Zhu, Biying, Chen, Lin-Bo, Lu, Mengqian, Zhang, Jing, Han, Jieyun, Deng, Wei-Wei, Zhang, Zheng-Zhu
Journal of agricultural and food chemistry 2019 v.67 no.12 pp. 3400-3411
Camellia sinensis, biosynthesis, breeding, caffeine, gene expression, genes, isotope labeling, leaves, liquid chromatography, mass spectrometry, polymerase chain reaction, sequence analysis, tea, theobromine, transcriptome, transcriptomics
Caffeine is a crucial secondary metabolic product in tea plants.

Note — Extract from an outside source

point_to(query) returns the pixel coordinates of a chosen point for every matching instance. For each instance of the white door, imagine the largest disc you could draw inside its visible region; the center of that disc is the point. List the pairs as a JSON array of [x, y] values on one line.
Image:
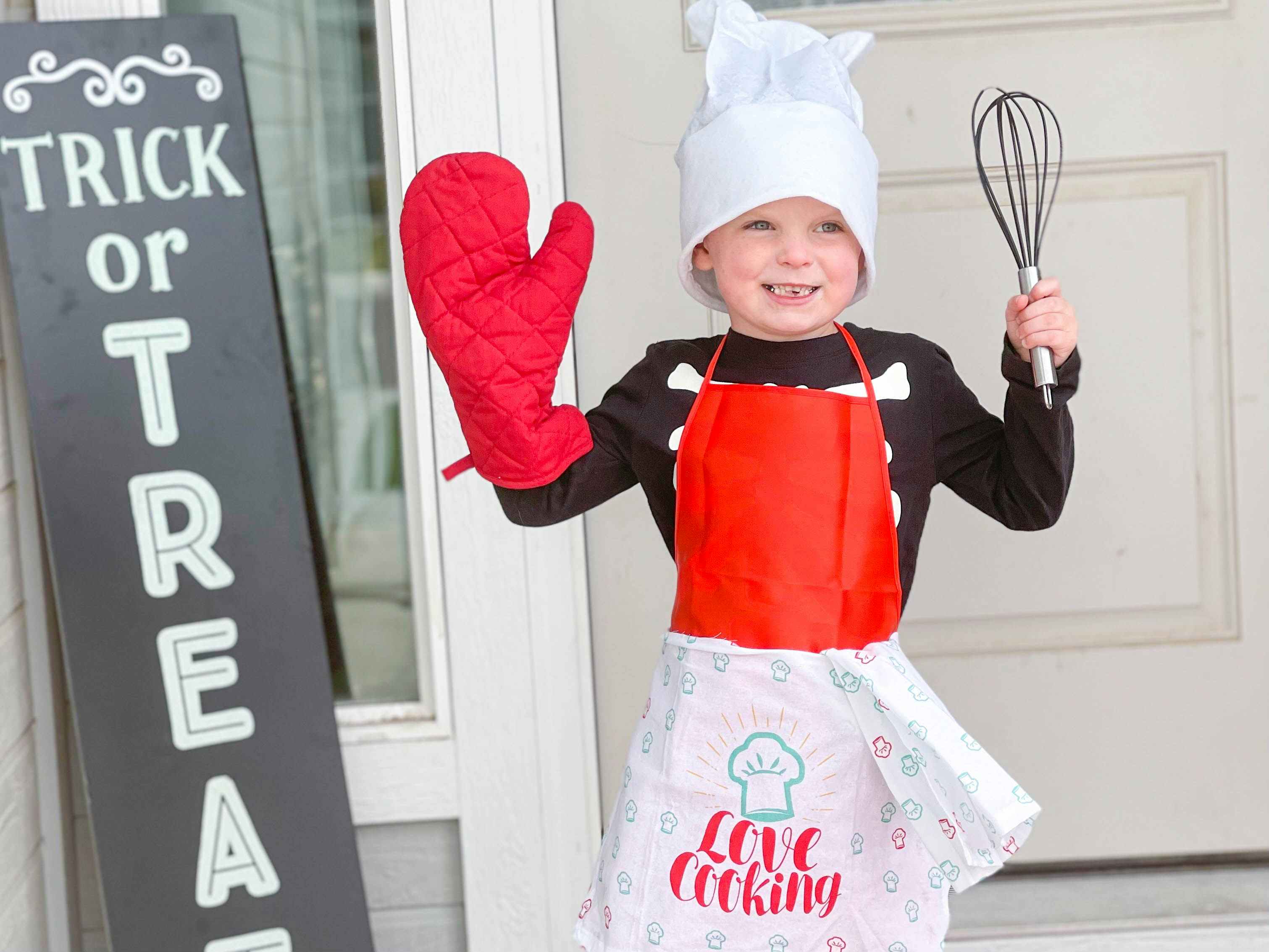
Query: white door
[[1114, 663]]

Although the presence of caffeine in tea plants has been identified, the molecular mechanisms regulating relevant caffeine metabolism remain unclear. For the elucidation of the caffeine biosynthesis and catabolism in Camellia plants, fresh, germinated leaves from four Camellia plants with low (2), normal (1), and high (1) caffeine concentrations, namely, low-caffeine tea 1 (LCT1, Camellia crassicolumna), low-caffeine tea 2 (LCT2, C. crassicolumna), Shuchazao (SCZ, C. sinensis), and Yunkang 43 (YK43, C. sinensis) were used in this research. Transcriptome and purine alkaloids analyses of these Camellia leaves were performed using RNA-Seq and liquid chromatography–mass spectrometry (LC–MS). Moreover, ¹⁵N-caffeine tracing was performed to determine the metabolic fate of caffeine in leaves of these plants. Caffeine content was correlated with related gene expression levels, and a quantitative real-time (qRT) PCR analysis of specific genes showed a consistent tendency with the obtained transcriptomic analysis. On the basis of the results of stable isotope-labeled tracer experiments, we discovered a degradation pathway of caffeine to theobromine. These findings could assist researchers in understanding the caffeine-related mechanisms in Camellia plants containing low, normal, and high caffeine content and be applied to caffeine regulation and breeding improvement in future research.